Graeme Thomson

The new master of the American Whine: Ezra Furman, at Edinburgh Festival, reviewed

Plus: quiet, beautiful, true songs from Lucy Dacus

Ezra Furman's set at the Edinburgh International Festival was a breakneck tour through the pitstops of American street music. Image: Ryan Buchanan 
issue 03 September 2022

The American Whine is one of the key vocal registers in rock and roll. You can trace that thin disaffected quaver through the decades from the Shangri-Las to Lou Reed, from Jonathan Richman to Neil Young. Inveigling, needy, smart-assed, it’s as vital a part of the DNA of the medium as a black leather jacket and a souped-up Chevrolet.

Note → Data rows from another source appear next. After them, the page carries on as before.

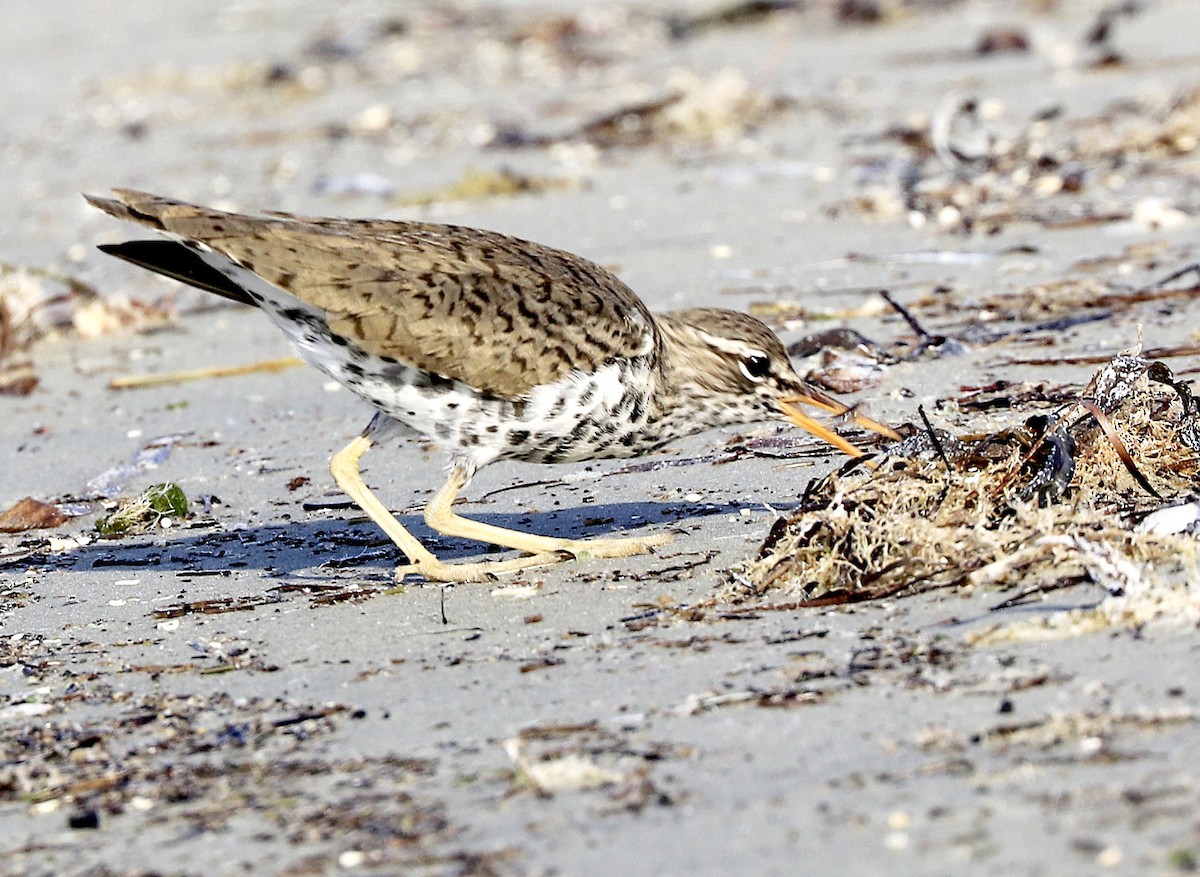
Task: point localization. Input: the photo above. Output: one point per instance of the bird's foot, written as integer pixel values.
(435, 570)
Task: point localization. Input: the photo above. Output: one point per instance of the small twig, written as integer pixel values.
(1194, 268)
(1099, 358)
(906, 316)
(1110, 433)
(131, 382)
(941, 454)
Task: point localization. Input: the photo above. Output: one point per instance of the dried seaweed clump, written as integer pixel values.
(1053, 502)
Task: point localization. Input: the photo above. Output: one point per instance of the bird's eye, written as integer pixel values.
(755, 367)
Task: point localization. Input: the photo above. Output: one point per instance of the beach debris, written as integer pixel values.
(31, 514)
(111, 482)
(136, 382)
(1050, 502)
(157, 505)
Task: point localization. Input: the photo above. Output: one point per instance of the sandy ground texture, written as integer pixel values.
(247, 691)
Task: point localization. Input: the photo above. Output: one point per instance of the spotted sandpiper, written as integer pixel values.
(492, 347)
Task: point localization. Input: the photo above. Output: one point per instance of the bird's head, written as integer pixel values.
(727, 367)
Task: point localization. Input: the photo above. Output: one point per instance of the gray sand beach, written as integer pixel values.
(250, 691)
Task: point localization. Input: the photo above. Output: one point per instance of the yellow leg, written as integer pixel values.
(543, 551)
(441, 516)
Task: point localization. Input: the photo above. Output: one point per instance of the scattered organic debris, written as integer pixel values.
(130, 382)
(969, 169)
(561, 758)
(155, 506)
(1044, 504)
(37, 301)
(31, 514)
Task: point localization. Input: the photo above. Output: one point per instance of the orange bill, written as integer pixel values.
(816, 398)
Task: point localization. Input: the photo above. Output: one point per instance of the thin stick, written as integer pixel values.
(132, 382)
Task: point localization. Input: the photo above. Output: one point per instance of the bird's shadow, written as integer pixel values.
(347, 541)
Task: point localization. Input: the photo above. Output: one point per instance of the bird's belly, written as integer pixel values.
(586, 415)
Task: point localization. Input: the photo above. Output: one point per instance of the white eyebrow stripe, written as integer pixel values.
(730, 346)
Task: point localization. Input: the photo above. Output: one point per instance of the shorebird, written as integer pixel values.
(492, 347)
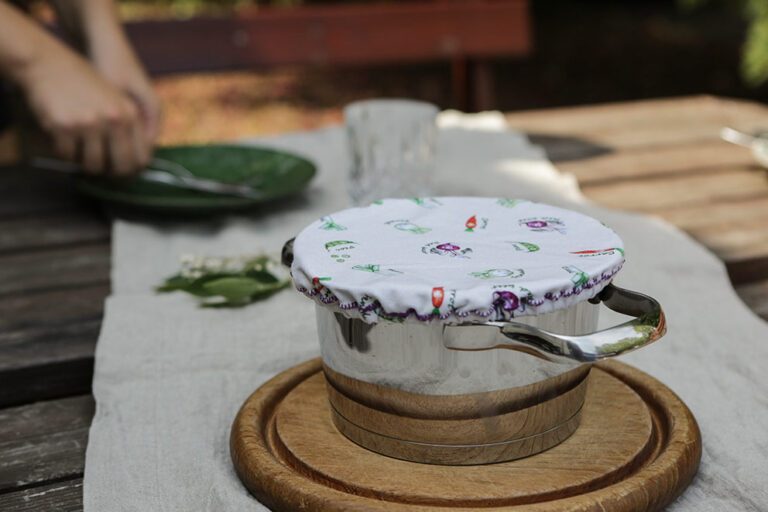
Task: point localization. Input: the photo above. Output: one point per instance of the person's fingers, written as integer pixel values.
(121, 154)
(142, 145)
(126, 157)
(65, 144)
(93, 153)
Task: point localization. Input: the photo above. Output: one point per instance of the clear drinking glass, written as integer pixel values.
(392, 148)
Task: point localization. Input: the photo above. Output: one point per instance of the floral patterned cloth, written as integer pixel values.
(454, 259)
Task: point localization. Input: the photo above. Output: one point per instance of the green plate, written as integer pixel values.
(275, 174)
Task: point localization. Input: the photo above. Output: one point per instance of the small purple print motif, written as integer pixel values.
(505, 302)
(446, 249)
(543, 224)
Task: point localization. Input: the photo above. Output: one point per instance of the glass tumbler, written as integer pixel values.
(392, 148)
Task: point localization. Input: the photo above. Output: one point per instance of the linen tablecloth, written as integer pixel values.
(170, 376)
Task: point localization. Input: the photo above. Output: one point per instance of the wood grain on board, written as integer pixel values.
(637, 448)
(50, 319)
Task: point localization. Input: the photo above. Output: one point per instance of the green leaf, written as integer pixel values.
(235, 289)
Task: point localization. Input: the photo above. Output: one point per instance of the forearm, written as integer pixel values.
(92, 24)
(23, 44)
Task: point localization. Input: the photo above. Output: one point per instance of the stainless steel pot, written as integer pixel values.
(472, 393)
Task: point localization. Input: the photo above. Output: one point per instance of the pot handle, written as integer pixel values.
(648, 326)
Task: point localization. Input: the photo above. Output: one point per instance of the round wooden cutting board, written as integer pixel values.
(637, 448)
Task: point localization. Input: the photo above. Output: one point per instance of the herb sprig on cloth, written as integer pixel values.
(227, 282)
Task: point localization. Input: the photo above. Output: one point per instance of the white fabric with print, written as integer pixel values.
(454, 259)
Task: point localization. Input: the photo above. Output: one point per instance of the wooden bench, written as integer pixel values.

Ezra Furman, I’m pleased to report, is in possession of a vintage whine. Furman is a Jewish transgender woman who composes with compassion, wit, empathy and anger from those particular personal viewpoints. She wrote the soundtrack to Netflix blockbuster Sex Education and has just released an eloquent sixth solo album, All Of Us Flames.

In many respects she would no doubt consider herself an iconoclast, a necessary corrective to conventional mores. Musically, however, Furman is every inch a rock and roll classicist. The tension between these two positions lends her music a thrilling air of jeopardy, a sense of rules being acknowledged while simultaneously being broken.